By Noor ul ain Ali
Pakistan is facing a major inflation crisis. According to the latest report, the annual inflation rate in Pakistan has risen to 24.5%. Such high level of inflation has sent prices of goods and services soaring. And it is therefore urgent to counter this cost-of-living crisis to protect people’s pockets.
Notably, the crisis affects women and girls disproportionately. Undoubtedly, men and women face different levels of vulnerability to financial shocks. An area where this becomes more pronounced is unpaid caring labor where women carry unevenly more burden than men, with implications for growth. In many households with limited income, the healthcare and education of male family members is prioritized over female members.
Not only this, but inflation is also higher for products and services aimed at women, who are less likely to have salaries that keep pace with inflation.
Similarly, the increase and intensification of unpaid household labor, in addition to the continuous shrinking of public services provision in health, social care and education, due to budget cuts, leads to higher intergenerational costs.
According to the report of ILO, men generally work in greater numbers in industrial sectors and financial business services, which tend to offer better compensation. However, women are more likely to seek “vulnerable employment”, including work in services, agriculture, textile, etc. Given this structure, women find themselves harder hit by the economic crisis, which can intensify their vulnerabilities.
Women, due to limited employment opportunities, are less likely to be hired, and more likely to be fired as compared to men. Reports suggest that employers these days are laying off women in disproportionate numbers.
Furthermore, the recent hike in petrol prices has created a major concern about its impact on women. Keeping in view that for many people the main reason for driving vehicles is to get to work, the lack of adequate resources and access to safe and cheap transportation for women hinders their ability to actively contribute to the country’s economy.
In a phallocentric society like ours, where men are assigned the role of primary breadwinner, women seeking work opportunities find it extremely difficult to secure jobs in traditionally male-dominated sectors.
While the Pakistani government is negotiating with IMF, ‘not so women friendly’ SAPs are expected to make an appearance quite soon, as in the past structural adjustment has often led to spending cuts on important welfare and social development programs specifically designed for women such as education and health care.
Feminists, activists, and academics have pointed out that these biases against certain classes of women under SAPs are rooted in the effects of gender inequality in society on dominant discourses in many disciplines, and economics is no exception.

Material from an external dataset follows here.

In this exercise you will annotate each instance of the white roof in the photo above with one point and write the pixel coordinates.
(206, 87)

Scholars and researchers argue that these prejudices against certain class of women in the SAPs become the cause of gender inequality in society in dominant discourses in many fields, and so economics is no exception.
At the same time, financial crises bring to a head the paradoxical position of women within the household. With the growing expenses of education, middle and lower-middle-class girls are more likely to abandon their formal education.
To conclude, it would appear that inflation has far more and serious consequences on women regardless of their socio-economic background. It is a high time for those sitting in the power corridors of the state to reconsider women’s legitimate place in society while devising policies for the development of human resources, the reconstructing the education systems, and the eradication of poverty.